Introduction

Google, who built GFS in 2006 still faced a lot issue in storing the vast amount of web snapshot data for its search engine. The website content, historical snapshot, meta-data, categories…. And the data size is PB level. Therefore, Google, facing a serious issue in managing its data while the data was increasing at tremendous speed.

Google needs a system that can be highly concurrent, consistent, and support random reading and writing data with scalability.
  • What problem does Bigtable want to solve? Can’t we use a relational database like MySQL to build a cluster to solve it?
  • What is the architecture of Bigtable? How does it address the three goals of availability, consistency, and ease of operation?
  • What is the underlying data structure of Bigtable? In what way does it achieve high concurrency random reading and writing on HDD?

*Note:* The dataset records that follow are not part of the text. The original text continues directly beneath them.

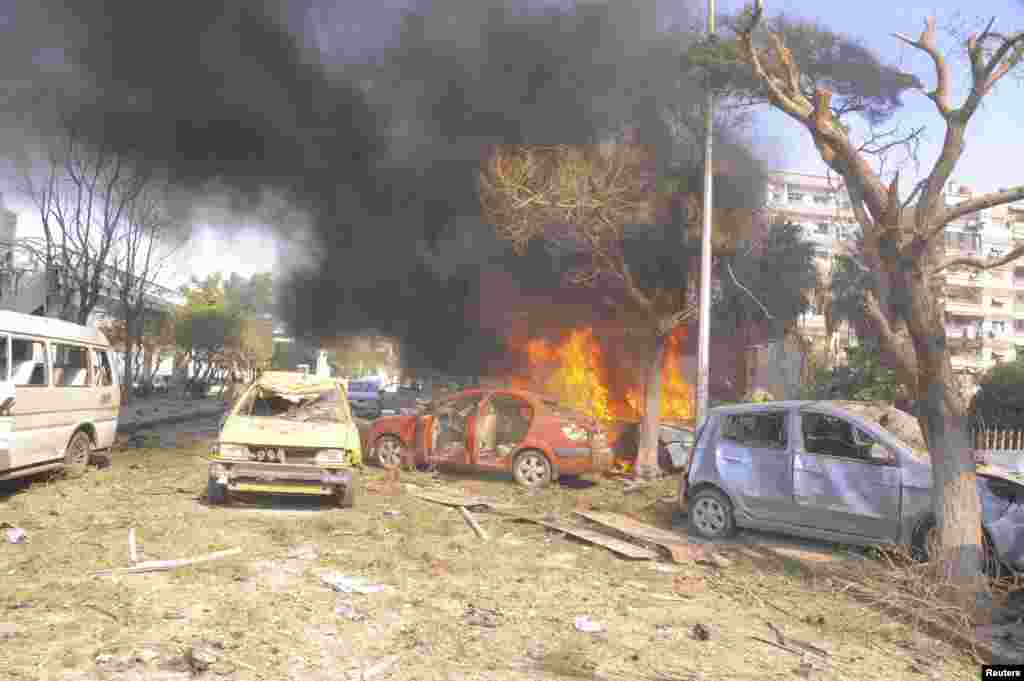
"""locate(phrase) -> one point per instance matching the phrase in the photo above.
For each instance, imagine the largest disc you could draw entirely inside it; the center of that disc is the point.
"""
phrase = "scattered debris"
(588, 626)
(700, 633)
(614, 545)
(665, 539)
(132, 549)
(714, 559)
(350, 585)
(380, 668)
(471, 521)
(304, 552)
(14, 535)
(688, 585)
(158, 565)
(348, 611)
(199, 660)
(480, 616)
(686, 553)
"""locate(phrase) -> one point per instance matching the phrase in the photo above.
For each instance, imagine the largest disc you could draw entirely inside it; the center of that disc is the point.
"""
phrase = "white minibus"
(59, 396)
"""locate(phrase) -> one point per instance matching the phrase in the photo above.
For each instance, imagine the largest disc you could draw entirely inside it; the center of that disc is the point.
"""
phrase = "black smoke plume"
(380, 152)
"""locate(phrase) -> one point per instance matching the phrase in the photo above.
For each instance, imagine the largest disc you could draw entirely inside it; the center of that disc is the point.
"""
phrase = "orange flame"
(578, 372)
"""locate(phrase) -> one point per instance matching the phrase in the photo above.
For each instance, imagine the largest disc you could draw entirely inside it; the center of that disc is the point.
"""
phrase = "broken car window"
(762, 430)
(327, 407)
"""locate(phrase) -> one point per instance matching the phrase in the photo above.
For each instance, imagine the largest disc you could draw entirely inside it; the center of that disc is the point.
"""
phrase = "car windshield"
(327, 406)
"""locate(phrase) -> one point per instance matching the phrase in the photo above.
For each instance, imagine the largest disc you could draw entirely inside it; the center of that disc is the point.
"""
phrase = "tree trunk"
(646, 465)
(942, 416)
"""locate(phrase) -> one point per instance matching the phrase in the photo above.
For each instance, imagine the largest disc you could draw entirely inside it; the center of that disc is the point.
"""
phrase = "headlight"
(331, 457)
(237, 452)
(574, 432)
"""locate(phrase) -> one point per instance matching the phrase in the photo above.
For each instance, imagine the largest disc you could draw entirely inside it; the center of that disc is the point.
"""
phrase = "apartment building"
(984, 310)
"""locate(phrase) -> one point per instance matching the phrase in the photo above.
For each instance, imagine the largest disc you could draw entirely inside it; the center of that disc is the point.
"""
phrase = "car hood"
(270, 431)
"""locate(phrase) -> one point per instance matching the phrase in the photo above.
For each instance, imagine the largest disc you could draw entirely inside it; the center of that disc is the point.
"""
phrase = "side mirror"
(881, 454)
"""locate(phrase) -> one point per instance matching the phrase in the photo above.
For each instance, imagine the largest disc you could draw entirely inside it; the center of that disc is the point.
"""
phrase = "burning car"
(288, 433)
(852, 472)
(532, 436)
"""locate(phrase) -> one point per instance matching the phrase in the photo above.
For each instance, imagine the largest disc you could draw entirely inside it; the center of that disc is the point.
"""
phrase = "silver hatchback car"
(851, 472)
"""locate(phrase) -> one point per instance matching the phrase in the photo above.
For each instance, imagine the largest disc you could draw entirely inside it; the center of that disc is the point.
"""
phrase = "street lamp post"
(704, 321)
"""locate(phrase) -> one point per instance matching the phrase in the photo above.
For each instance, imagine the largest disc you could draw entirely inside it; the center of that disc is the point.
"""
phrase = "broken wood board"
(159, 565)
(636, 529)
(617, 546)
(461, 501)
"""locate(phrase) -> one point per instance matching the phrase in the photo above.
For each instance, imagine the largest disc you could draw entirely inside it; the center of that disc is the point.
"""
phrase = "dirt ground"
(453, 607)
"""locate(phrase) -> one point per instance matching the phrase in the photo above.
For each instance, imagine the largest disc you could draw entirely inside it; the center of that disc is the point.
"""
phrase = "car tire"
(388, 452)
(348, 494)
(216, 494)
(77, 455)
(531, 469)
(710, 514)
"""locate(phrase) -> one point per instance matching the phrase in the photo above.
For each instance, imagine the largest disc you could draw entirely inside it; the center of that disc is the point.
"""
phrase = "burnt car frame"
(527, 434)
(288, 433)
(836, 471)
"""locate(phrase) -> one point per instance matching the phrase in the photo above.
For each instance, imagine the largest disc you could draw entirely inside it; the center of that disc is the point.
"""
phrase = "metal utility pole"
(704, 321)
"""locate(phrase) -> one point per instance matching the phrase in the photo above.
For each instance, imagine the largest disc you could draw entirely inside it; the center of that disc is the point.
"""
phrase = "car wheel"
(531, 469)
(216, 494)
(711, 514)
(77, 456)
(347, 494)
(387, 451)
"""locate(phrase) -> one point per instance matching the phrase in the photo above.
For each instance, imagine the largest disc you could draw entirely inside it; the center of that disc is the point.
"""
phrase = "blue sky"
(995, 135)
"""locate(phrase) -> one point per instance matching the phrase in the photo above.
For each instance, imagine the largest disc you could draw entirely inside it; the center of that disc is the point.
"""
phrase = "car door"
(844, 479)
(756, 462)
(454, 423)
(503, 422)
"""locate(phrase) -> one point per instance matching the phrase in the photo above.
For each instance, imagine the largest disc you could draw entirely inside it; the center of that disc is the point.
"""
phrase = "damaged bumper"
(279, 478)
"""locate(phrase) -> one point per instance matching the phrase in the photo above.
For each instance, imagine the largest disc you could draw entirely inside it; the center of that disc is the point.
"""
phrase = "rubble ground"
(528, 604)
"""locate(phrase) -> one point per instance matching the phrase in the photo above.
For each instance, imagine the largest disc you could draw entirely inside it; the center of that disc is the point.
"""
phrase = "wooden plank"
(610, 543)
(473, 523)
(634, 528)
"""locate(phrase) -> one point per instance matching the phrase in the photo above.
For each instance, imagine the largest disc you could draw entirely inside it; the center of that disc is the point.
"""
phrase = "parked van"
(60, 397)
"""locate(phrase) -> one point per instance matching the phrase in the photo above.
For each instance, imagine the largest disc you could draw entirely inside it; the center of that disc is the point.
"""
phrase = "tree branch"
(940, 95)
(979, 263)
(974, 205)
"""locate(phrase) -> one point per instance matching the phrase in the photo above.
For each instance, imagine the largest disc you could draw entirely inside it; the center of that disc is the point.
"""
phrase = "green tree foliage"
(862, 378)
(772, 281)
(999, 400)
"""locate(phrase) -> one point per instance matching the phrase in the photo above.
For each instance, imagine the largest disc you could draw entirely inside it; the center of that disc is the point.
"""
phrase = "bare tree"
(903, 247)
(83, 197)
(147, 239)
(588, 202)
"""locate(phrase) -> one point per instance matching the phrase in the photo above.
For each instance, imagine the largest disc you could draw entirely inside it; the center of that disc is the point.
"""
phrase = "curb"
(177, 418)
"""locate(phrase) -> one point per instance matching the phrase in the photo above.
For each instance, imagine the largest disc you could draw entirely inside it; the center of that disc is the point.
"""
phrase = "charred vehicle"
(529, 435)
(852, 472)
(288, 433)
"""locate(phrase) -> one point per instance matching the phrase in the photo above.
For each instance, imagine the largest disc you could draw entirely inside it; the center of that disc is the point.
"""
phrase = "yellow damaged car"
(288, 433)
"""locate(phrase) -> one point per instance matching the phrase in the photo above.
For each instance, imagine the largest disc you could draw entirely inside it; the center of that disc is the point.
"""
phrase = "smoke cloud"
(379, 151)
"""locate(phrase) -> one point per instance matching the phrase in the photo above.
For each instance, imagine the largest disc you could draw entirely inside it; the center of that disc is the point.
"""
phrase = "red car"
(523, 432)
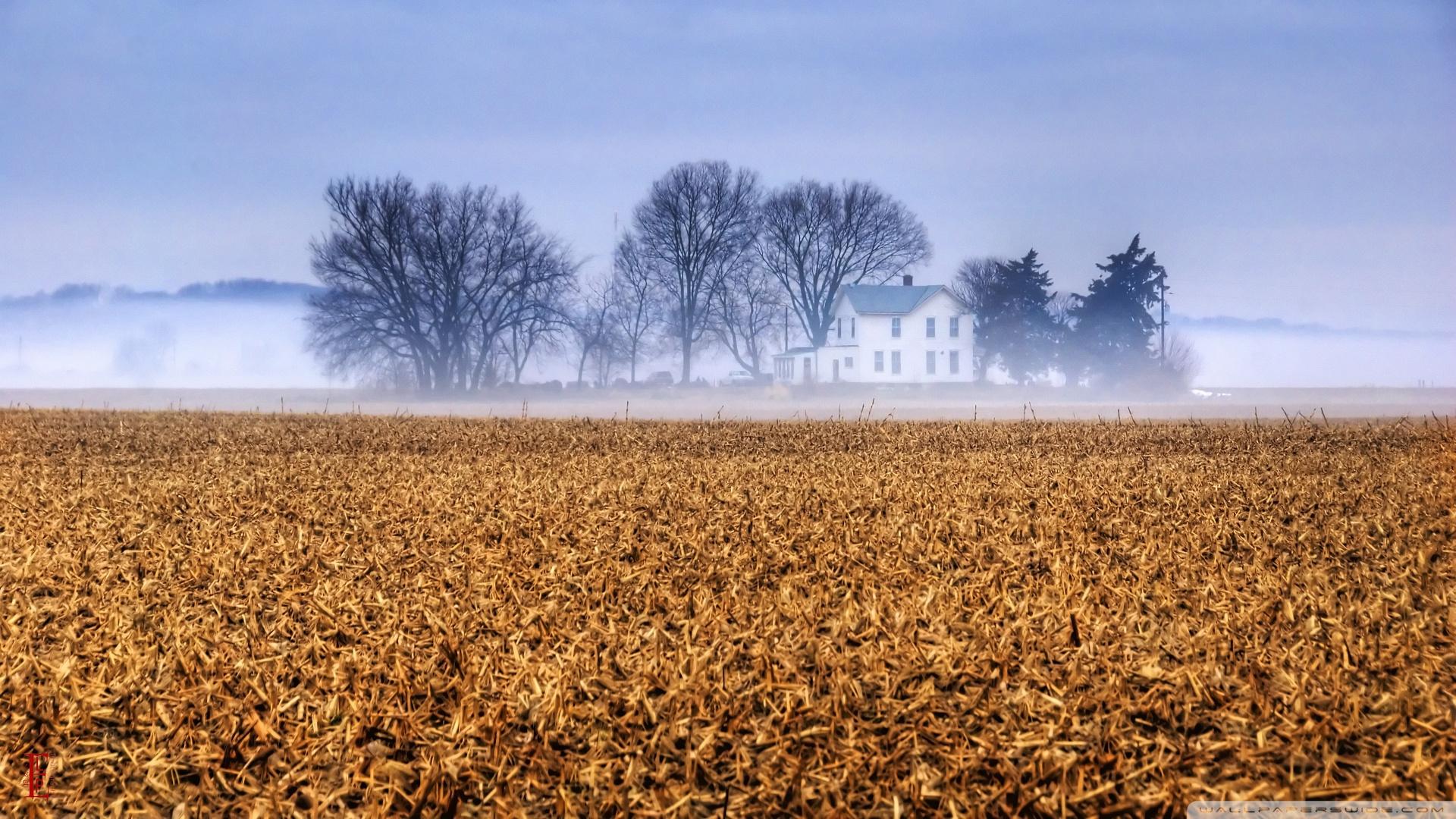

Scalability: MySQL Cluster

Bigtable’s paper was published in 2006. Before that, if a company faced the problem of “scalability” and the best option was to use a MySQL cluster. Maintaining a MySQL cluster of tens or even hundreds of servers is possible, but is it feasible to have a thousand or even thousands of servers like GFS? What is the common way of scaling out MySQL server?

  • Split big tables to smaller tables and split horizontally
  • Table sharding and split the table veritcall This is against the idea of scability and the idea of distributed database. However, by then there was no such database this resolved this issue. We need a database that scales when data sets grow and the load balancing would automatically fit into the situation.

Availability: ??

Also, if we have a lot of data, such as hundreds of PB and if the disk is faulty, we want the database is fault tolerant and available and still provide services to public

Solution

Google needs a system that can be highly concurrent, consistent, and support random reading and writing data with scalability.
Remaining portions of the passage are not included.